Though this procedure is quite common with a high success rate, there are many risks associated with it. Like most surgical procedures, Mohs is often associated with serious risks like bleeding, infection, and scarring. Depending on how many layers the surgeon has to remove, deeper surgeries can often lead to disfigurement during the healing process. Patients will also have to take time away from work and other activities for recovery. Mohs surgery leaves an open wound that needs significant time to heal.
Radiation therapy is an increasingly popular technique for skin cancer treatment. Radiation therapy is most preferred by patients because it has a similar success rate to Mohs, but each procedure is painless with significantly fewer risks and side effects.
Radiation therapy for skin cancer is often performed with High-dose radiation (HDR) therapy. This type of radiation treatment is highly effective because it is very localized so it spares the healthy tissue around the cancerous skin. The intensity of the radiation therapy results in fewer treatment sessions.
Why Radiation Therapy Might Be A Safer Option for Skin Cancer Patients
Radiation therapy is a significantly safer option for patients with skin cancer in hard-to-reach or sensitive locations, patients with co-morbidities, elderly patients, and patients that don’t qualify for surgery.

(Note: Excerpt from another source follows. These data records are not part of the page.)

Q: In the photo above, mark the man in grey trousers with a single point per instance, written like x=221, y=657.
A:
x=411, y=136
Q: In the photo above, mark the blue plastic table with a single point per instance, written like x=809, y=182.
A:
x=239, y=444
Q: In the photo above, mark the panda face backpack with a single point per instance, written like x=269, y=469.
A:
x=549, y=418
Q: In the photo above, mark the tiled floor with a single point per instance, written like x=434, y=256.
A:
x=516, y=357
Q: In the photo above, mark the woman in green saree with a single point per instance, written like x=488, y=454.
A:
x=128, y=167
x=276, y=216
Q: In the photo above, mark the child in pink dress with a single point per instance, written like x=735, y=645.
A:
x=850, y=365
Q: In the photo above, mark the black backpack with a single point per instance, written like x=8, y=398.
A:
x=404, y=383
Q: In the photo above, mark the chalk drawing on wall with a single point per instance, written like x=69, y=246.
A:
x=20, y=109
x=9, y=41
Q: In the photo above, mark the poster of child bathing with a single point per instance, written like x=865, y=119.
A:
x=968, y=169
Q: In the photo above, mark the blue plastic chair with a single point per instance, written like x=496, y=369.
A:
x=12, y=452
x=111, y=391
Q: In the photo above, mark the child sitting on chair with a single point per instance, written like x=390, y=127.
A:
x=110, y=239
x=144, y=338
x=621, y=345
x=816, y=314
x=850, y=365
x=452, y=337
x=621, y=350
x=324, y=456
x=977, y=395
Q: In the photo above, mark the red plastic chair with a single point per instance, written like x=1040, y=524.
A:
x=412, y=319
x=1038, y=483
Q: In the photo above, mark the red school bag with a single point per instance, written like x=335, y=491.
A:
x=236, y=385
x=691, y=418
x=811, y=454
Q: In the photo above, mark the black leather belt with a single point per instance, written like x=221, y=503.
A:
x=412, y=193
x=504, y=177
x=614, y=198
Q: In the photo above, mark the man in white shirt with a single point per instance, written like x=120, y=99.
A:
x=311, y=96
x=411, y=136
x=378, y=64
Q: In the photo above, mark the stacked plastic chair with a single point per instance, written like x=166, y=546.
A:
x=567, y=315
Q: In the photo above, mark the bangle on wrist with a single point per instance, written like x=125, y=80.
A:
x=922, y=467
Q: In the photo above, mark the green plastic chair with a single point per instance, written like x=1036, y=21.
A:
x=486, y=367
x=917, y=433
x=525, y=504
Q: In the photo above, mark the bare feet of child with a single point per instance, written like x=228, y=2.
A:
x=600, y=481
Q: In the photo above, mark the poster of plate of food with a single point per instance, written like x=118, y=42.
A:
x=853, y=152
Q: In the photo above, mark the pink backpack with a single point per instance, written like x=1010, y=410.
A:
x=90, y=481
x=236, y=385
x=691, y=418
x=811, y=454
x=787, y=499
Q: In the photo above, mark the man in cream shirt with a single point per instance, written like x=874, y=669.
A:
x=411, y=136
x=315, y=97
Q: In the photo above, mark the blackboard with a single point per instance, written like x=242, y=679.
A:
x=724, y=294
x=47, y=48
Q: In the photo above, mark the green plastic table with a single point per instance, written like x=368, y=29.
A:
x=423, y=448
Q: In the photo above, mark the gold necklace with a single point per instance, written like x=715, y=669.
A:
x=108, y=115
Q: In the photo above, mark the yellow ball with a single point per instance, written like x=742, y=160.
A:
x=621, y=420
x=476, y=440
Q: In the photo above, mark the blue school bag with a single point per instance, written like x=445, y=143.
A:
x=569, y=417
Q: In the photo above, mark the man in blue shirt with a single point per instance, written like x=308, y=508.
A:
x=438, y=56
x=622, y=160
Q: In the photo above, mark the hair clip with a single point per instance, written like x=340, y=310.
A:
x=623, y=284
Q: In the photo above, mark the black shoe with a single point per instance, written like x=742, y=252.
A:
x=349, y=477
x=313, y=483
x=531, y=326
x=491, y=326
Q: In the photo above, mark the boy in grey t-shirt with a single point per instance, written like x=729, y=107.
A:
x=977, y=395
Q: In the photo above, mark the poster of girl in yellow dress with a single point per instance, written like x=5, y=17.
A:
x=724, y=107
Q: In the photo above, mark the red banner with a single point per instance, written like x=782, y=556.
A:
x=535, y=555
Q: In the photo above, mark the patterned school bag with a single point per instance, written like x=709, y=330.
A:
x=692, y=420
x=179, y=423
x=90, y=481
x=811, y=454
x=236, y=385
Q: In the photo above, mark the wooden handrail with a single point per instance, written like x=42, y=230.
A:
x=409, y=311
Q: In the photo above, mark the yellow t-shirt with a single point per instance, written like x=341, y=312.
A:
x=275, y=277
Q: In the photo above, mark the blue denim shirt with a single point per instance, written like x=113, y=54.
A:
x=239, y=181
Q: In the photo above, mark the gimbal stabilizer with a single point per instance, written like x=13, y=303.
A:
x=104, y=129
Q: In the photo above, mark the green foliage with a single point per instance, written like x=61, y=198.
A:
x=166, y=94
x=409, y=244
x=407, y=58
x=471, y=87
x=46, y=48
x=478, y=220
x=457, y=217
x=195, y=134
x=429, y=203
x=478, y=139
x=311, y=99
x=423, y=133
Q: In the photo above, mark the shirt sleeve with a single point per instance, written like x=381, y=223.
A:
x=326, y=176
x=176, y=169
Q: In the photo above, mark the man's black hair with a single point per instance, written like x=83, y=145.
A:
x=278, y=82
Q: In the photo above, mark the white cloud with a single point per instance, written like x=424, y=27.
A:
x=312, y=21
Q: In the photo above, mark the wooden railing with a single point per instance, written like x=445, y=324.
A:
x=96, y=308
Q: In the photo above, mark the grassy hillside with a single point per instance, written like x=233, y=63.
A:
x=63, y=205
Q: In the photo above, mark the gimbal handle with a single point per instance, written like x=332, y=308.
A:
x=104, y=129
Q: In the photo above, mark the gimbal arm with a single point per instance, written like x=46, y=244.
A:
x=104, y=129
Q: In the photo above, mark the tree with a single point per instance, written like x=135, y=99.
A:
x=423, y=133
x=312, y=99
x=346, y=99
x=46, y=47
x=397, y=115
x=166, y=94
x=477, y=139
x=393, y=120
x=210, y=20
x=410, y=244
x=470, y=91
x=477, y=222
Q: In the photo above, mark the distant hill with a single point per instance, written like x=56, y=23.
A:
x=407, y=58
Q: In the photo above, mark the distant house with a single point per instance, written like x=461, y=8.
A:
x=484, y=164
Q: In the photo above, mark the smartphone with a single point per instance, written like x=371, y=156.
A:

It is also a preferred option for patients who want to ensure an aesthetically pleasing result.
The 10-year cure rate of radiation treatment for basal and squamous cell carcinomas is 95%. While this is slightly less than the cure rate for Mohs, the results and risks are significantly lower.
Benefits of Radiation Therapy for Skin Cancer Treatment
When considering treatment options for skin cancer, patients should consider the risks and benefits of each technique. When it comes to radiation therapy, the benefits include forgoing the risks associated with other techniques.
For example, radiation therapy treatment sessions are pain-free. HDR therapy cannot be felt, and patients are often pleased with how easy and simple the procedure is.
Radiation therapy is non-invasive. No cuts or incisions are required for any treatments.
HDR therapy is a significantly faster type of radiation therapy that requires only 3-5 treatment sessions.
Radiation therapy has no serious side effects. Following a procedure, patients may see some slight skin irritation that resembles a minor sunburn. This irritation fades quickly and requires no recovery or downtime.
Most importantly, HDR therapy is aesthetically pleasing since it causes no scarring or disfigurement in the skin and deeper tissues. Skin cancer treatment should not be postponed, but it also does not have to be scary or life-changing. Skin cancer radiation centers such as Horizon Medical Services based in Miami, FL have delivered successful HDR treatment to hundreds of patients and continue to improve the results and lives of Americans.